How is fallopian tube cancer diagnosed?


Fallopian tube cancer is not easy to diagnose. This is because there are often no symptoms in the early stages. It is also difficult to see a tumour growing on the inside of a tube.

Many cases are diagnosed by accident when the patient is having surgery for some other reason. However, if your doctor suspects you have a tumour, they may do several tests.

Once cancer of the fallopian tubes is suspected, you should be referred to a gynaecologic oncologist. This is a doctor who has specialist training in cancer of the female reproductive system.

Physical examination and medical history

An internal (pelvic) examination is usually the first test your doctor will do. The doctor will feel for any lumps or strange feeling in the reproductive organs. They will also ask you about your medical history.

Transvaginal ultrasound

This test uses sound waves to create a picture of internal organs. A small device called a transducer is put into your vagina. It makes sound waves and receives echoes. A computer creates a picture based on the echoes produced when sound waves meet something dense, such as an organ or tumour.

Blood tests

Your doctor will order blood tests to check for tumour markers such as CA-125, and to do a completeblood count and measure levels of chemicals in the blood such as your kidney function and liver function.

Further tests

Most people with suspected fallopian tube cancer will have an operation called a laparotomy. In this operation, a long cut is made in the abdomen (belly) to examine the internal organs. It is sometimes called an exploratory operation.

During this operation, the surgeon will assess the spread of the cancer and will try to remove all or most of the cancer. What is removed will be sent to a pathologist for testing.

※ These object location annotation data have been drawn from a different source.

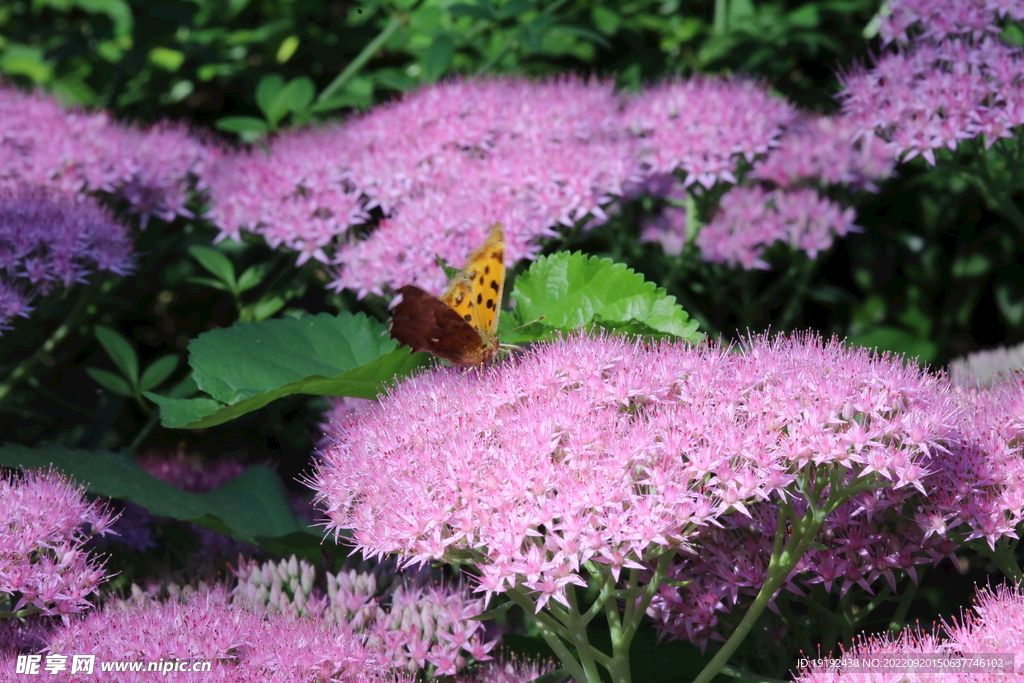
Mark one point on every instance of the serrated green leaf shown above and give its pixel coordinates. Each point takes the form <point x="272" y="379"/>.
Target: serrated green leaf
<point x="437" y="58"/>
<point x="252" y="508"/>
<point x="158" y="372"/>
<point x="243" y="124"/>
<point x="110" y="381"/>
<point x="216" y="263"/>
<point x="571" y="291"/>
<point x="514" y="8"/>
<point x="252" y="276"/>
<point x="299" y="93"/>
<point x="247" y="366"/>
<point x="121" y="351"/>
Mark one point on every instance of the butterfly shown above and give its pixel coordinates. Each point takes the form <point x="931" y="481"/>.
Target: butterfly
<point x="461" y="326"/>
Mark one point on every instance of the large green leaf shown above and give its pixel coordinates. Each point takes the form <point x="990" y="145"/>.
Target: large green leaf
<point x="573" y="291"/>
<point x="252" y="508"/>
<point x="247" y="366"/>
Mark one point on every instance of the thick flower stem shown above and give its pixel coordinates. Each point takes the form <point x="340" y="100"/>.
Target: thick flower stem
<point x="784" y="559"/>
<point x="550" y="632"/>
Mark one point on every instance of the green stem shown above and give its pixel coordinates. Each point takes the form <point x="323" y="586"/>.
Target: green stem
<point x="360" y="59"/>
<point x="783" y="560"/>
<point x="550" y="631"/>
<point x="26" y="368"/>
<point x="144" y="431"/>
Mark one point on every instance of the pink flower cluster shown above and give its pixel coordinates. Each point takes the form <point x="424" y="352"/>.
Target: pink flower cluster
<point x="995" y="625"/>
<point x="441" y="165"/>
<point x="46" y="145"/>
<point x="906" y="20"/>
<point x="931" y="95"/>
<point x="49" y="240"/>
<point x="825" y="151"/>
<point x="988" y="367"/>
<point x="43" y="565"/>
<point x="611" y="452"/>
<point x="411" y="623"/>
<point x="242" y="644"/>
<point x="751" y="219"/>
<point x="972" y="489"/>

The results will allow the doctor to stage the disease and plan any further treatment.

Staging and grading

The stage of a cancer is a term used to describe its size and whether it has spread beyond its original area of the body.

The grade of a cancer describes how quickly the tumour is likely to grow.

Knowing the grade and stage of the cancer helps doctors decide on the most appropriate treatment.


The following stages are used for cancer of the fallopian tube[3]:

  • Stage 1: Cancer is found inside one or both fallopian tubes.
  • Stage 2: Cancer is found in one or both fallopian tubes and has spread to other organs in the pelvis such as the uterus, ovaries, bladder and bowel.
  • Stage 3: Cancer is found in one or both fallopian tubes and has spread outside the pelvis to other organs in the abdomen (such as the liver or spleen) or to lymph nodes in the abdomen.
  • Stage 4: Cancer is found in one or both fallopian tubes and has spread outside the abdomen to other parts of the body such as the lungs or lymph nodes in the groin.


Grading refers to the appearance of the cancer cells under the microscope and gives an idea of how quickly the cancer may develop.

Low grade means the cancer cells look like normal cells. They are usually slow growing and are less likely to spread.

High grade means the cells look very abnormal. They are likely to grow more quickly and to spread.